Халдеи никогда не поклонялись Сатане или идолам, также как и зороастрийцы. Но Блаватская явно подчеркивает, что двойная экзотерическая философия этих символов стала наследием евреев.
Поражают своей правдой жизни стихи халдейского оракула:
«Нет истины в полете вольном птиц,
Как нет ее внутри невинной жертвы,
Все лишь игра воображения,
Основы для корыстного обмана.
Беги от этого, коль хочешь рай познать,
Где мудрость, справедливость и любовь
В едино собраны».
Завораживает простота магических философских заповедей Зороастра:
«Не устремляй познанья своего
К земным пределам без конца и края;
Не здесь отыщешь истины росток.
Ровно ход расчислить не пытайся,
Законы, выводя и собирая, светила солнца;
Оное светило влекомо вечной волею Отца,
Не ради нас, отринь и путь луны;
Ей прихотливой движет неизбежность.
Не ради нас творят движенья звезд».
Под впечатлением своих раздумий и увиденного накануне Роман Григорьевич понял, что ничего случайного в жизни нет. И одновременно ощутил на себе невидимое око Творца, который двигает беспрестанно фигуры и забывает о человеке только тогда, когда он слишком высокого мнения о себе или не в меру назойлив.
Теперь Роману Григорьевичу доподлинно стало ясно, что иногда очень полезно представить себя в ином времени.

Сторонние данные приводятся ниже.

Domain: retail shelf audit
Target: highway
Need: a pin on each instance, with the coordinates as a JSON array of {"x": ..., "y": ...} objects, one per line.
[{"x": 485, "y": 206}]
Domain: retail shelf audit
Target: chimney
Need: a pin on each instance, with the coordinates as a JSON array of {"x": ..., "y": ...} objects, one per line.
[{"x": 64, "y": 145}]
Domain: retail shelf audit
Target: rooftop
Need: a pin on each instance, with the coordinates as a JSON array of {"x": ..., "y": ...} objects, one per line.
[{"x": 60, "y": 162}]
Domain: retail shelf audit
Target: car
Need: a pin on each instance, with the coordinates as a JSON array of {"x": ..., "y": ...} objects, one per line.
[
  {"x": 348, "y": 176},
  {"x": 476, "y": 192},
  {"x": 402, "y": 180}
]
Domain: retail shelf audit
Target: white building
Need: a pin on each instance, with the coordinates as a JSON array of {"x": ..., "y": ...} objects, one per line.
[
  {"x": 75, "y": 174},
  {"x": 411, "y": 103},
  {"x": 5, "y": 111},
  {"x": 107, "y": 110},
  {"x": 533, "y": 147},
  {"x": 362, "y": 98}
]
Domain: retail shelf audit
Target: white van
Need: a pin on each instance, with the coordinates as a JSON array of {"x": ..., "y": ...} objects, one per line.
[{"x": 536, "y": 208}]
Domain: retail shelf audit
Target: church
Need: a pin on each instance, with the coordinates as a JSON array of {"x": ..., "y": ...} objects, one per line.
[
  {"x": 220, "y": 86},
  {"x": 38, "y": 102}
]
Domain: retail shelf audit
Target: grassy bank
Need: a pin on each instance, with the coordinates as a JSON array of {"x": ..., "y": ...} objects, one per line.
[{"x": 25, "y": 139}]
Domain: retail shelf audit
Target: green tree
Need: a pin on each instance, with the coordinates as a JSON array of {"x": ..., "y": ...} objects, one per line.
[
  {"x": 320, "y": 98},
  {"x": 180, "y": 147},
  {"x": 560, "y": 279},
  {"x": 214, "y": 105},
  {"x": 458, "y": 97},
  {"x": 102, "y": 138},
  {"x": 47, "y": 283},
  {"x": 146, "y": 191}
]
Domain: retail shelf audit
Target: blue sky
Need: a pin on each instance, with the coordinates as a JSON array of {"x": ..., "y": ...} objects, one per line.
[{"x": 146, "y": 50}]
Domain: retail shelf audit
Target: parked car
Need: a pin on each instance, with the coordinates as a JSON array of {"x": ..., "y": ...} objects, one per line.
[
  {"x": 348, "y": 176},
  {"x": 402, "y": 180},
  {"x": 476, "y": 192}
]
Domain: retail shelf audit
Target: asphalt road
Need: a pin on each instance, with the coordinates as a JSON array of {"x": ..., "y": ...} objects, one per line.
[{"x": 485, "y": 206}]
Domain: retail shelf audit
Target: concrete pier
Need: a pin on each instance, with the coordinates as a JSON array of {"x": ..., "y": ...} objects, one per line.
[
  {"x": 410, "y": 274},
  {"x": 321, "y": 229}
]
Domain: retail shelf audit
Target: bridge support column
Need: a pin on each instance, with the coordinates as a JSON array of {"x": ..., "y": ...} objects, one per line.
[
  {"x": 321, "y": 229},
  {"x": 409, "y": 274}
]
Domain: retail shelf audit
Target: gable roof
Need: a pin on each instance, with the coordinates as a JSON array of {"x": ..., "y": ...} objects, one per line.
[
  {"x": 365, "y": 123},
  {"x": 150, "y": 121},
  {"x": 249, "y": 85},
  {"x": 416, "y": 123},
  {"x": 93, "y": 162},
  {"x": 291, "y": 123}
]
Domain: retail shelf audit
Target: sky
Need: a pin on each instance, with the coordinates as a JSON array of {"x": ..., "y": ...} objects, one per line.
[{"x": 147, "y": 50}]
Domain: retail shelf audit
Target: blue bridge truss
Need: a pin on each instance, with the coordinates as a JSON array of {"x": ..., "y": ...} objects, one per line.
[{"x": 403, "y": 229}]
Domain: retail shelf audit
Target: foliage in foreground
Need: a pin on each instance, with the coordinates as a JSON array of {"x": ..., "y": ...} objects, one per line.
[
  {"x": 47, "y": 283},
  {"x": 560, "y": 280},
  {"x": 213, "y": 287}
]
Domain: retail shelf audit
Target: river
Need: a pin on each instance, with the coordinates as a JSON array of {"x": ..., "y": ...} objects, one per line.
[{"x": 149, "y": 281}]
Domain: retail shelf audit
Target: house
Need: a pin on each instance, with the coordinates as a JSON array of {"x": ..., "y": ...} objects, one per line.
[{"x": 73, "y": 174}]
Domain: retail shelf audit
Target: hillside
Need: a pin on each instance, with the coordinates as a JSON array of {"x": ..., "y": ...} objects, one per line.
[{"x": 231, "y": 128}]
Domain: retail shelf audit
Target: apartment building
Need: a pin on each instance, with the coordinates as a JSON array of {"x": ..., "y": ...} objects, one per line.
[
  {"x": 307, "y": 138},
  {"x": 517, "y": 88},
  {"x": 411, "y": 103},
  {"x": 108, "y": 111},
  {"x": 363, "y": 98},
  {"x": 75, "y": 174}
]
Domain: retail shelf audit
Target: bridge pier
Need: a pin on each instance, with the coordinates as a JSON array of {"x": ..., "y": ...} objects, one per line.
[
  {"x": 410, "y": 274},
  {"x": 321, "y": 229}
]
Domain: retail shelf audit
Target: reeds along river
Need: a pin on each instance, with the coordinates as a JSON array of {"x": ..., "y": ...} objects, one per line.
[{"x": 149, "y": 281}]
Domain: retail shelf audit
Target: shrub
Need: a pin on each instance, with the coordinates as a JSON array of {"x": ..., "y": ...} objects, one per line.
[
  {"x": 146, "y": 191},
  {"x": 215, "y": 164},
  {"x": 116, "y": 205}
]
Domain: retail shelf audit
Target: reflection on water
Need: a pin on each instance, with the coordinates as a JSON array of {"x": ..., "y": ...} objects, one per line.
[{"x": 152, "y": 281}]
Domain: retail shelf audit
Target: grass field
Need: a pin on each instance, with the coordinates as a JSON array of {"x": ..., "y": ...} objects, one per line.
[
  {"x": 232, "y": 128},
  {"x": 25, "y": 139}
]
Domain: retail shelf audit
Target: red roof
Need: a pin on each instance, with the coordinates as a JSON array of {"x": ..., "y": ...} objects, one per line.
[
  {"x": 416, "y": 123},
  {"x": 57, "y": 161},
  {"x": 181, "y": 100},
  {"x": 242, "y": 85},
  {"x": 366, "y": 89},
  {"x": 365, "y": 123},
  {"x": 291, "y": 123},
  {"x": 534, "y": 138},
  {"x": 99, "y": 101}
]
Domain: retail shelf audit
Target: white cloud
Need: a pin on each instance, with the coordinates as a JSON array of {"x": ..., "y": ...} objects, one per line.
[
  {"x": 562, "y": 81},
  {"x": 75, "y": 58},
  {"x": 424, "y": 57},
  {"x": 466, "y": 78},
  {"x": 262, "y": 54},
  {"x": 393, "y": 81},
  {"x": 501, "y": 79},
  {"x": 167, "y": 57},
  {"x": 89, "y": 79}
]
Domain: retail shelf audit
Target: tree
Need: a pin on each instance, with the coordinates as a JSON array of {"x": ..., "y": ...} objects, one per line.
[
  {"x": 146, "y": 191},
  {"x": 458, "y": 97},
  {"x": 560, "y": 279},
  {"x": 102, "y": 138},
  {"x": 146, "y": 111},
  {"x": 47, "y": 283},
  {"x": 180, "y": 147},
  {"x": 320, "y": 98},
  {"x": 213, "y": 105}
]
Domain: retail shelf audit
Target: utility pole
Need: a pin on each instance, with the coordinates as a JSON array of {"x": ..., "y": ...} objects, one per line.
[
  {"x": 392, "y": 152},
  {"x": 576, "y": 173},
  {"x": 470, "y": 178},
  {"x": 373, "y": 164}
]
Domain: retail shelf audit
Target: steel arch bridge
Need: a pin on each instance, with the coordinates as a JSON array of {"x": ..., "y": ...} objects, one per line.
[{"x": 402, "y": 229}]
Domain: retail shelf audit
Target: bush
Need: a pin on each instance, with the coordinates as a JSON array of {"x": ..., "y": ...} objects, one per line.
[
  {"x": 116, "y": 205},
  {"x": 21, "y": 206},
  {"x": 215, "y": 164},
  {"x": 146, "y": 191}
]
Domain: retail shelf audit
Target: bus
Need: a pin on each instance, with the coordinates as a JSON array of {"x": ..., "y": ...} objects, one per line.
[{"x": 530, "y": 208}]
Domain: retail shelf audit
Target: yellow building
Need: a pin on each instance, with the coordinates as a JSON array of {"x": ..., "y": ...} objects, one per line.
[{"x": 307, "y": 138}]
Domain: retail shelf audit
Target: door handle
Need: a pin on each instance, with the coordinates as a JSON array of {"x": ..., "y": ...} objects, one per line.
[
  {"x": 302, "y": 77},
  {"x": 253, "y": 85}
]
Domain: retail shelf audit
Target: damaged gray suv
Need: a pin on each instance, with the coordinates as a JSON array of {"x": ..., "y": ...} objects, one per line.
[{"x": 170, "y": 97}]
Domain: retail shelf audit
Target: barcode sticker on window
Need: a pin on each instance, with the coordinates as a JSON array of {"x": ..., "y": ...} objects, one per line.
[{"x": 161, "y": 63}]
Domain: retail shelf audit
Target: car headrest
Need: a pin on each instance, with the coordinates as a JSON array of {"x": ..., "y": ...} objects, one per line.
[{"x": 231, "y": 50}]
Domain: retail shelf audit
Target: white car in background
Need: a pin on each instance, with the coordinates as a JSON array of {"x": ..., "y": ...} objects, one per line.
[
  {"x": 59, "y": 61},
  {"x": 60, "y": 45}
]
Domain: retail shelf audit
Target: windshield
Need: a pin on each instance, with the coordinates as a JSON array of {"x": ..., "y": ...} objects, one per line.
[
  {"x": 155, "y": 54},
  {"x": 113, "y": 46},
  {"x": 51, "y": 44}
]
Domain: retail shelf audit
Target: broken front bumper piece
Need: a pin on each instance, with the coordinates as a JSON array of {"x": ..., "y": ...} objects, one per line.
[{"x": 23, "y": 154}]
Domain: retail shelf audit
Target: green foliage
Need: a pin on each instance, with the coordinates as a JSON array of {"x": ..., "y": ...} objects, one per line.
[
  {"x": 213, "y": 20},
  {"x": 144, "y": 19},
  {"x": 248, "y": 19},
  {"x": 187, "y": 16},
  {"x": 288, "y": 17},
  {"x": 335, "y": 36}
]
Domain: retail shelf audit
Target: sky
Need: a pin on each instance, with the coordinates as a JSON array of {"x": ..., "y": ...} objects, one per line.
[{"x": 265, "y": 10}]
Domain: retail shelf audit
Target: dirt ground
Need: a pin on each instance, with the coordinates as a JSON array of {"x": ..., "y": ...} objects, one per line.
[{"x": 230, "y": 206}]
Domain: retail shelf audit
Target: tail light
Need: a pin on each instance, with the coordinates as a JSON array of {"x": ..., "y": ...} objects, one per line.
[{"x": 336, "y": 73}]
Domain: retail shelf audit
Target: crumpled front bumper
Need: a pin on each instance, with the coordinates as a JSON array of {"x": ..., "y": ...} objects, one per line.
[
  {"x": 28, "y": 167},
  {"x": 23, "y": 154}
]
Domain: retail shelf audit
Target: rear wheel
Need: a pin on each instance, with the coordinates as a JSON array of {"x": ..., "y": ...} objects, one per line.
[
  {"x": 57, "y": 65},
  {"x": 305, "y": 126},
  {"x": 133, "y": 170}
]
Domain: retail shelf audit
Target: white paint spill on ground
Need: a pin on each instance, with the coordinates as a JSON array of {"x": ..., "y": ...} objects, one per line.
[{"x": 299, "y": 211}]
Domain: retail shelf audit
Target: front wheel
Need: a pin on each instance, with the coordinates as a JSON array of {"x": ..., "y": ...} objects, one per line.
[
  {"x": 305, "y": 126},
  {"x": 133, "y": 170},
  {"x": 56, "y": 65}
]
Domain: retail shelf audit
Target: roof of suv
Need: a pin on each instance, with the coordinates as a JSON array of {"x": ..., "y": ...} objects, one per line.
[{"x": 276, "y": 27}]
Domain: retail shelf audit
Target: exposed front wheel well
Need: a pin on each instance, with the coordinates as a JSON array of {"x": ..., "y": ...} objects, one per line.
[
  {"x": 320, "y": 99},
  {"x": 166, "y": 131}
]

«Время-то бежит вперед очень загадочно. С ним становишься старше, освобождаешься от наносной агрессии, но силы слабеют и, к сожалению, только тогда начинаем понимать себя… Порой смотришь… человек настойчивый, волевой, но… время его навсегда ушло», – размышлял он.
9
В эти последние дни в полюбившейся ему стране Роман Григорьевич совсем по-иному стал смотреть на жизнь, и воспеваемое египтянами солнце стало ближе к нему. А самые яркие его лучи как-то необычно отражались в глазах Юлии. Когда он смотрел на нее, обычно неутомимо-жаркое-солнце вдруг с обновленной силой отдавало ему тепло мягко и нежно.
Из разговоров он узнал, что Юлия закончила Академию внешней торговли.
«Ну вот, а я думал, что она вовсе не в нашей теме», – оправдывал он себя.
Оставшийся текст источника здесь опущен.